How to Determine Your Retirement Asset Allocation

Anyone else go through the most intense candy/chocolate cravings? And then spend 20 minutes procrastinating and looking at organic chocolate on Amazon?

Budgeting is hard. How do you figure out how much to spend on chocolate when you’re hit with a craving? And how do you decide how much dark, organic “healthy” chocolate to buy vs. Toblerone? Deep life questions.

Like chocolate, there’s lots of different financial assets. How do you decide which assets to hold in a retirement account? How do you decide how much to invest in bonds vs. stocks? Should some stay in cash?

In the finance biz, this is called asset allocation. It means how much money should be divided between different items, or assets, in a portfolio.

Our Old Enemy, Inflation

Looming inflation is one reason it’s important to invest your cash. As prices rise, our money’s value declines. Meaning the money in your savings won’t afford you as much in the future. Basic investing tactics says to make a return that’s better than the current inflation rate. That’s where stocks, mutual funds, and ETFs come in. These investment assets offer the most potential for a high return on investment, especially over a long-term approach.

But there’s no denying stocks are risky. Despite the historical positive returns of the S&P 500 over time, there is always a chance the markets tank for multiple years in a row. Given today’s media environment and how that drives the market, anything seems possible. So how do we protect our hard-earned dollas?

bond market_hippo

A tubby hippo snorts loudly.

Oh, hey there, bond market.

Dedicating part of your portfolio to bond investments helps lessen the market risk of your retirement money. Although bonds traditional receive lower returns than stocks, they are safer and provide a steady income. For example, U.S. Treasury bonds are generally thought to be a safe and liquid investment that will earn you a higher return than keeping all your money in cash.

The older you are, the more appeal bond investments have, as they are less risky investments.

Risk and Age Assessments

When buying chocolate, there’s a risk to trying something new.
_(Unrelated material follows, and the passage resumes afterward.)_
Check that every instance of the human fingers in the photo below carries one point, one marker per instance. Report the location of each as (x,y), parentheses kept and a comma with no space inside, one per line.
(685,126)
What if you hate it?

Let’s say you’ve never met a chocolate you didn’t like. Your chocolate risk tolerance is high.

If your investment risk tolerance is high, it means you are open to a wide range of investments, including more volatile ones.

When making your retirement account’s asset allocation percentages, personal risk tolerance plays a big factor. Stocks are volatile, bonds are less so.

Age also matters for asset allocation. A 30-year-old shouldn’t have same asset allocation as a 70-year-old. As a rule of thumb, the older you are, the less risky stocks you should own. Because if the market tanks (#2008), you have less time to make back that money. A 70-year-old also needs her retirement money more immediately.

Gimme the Good Stuff

Alright, we’ve cracked the nut on asset allocation basics. Time to get to the gooey center: how to determine your own asset allocation split.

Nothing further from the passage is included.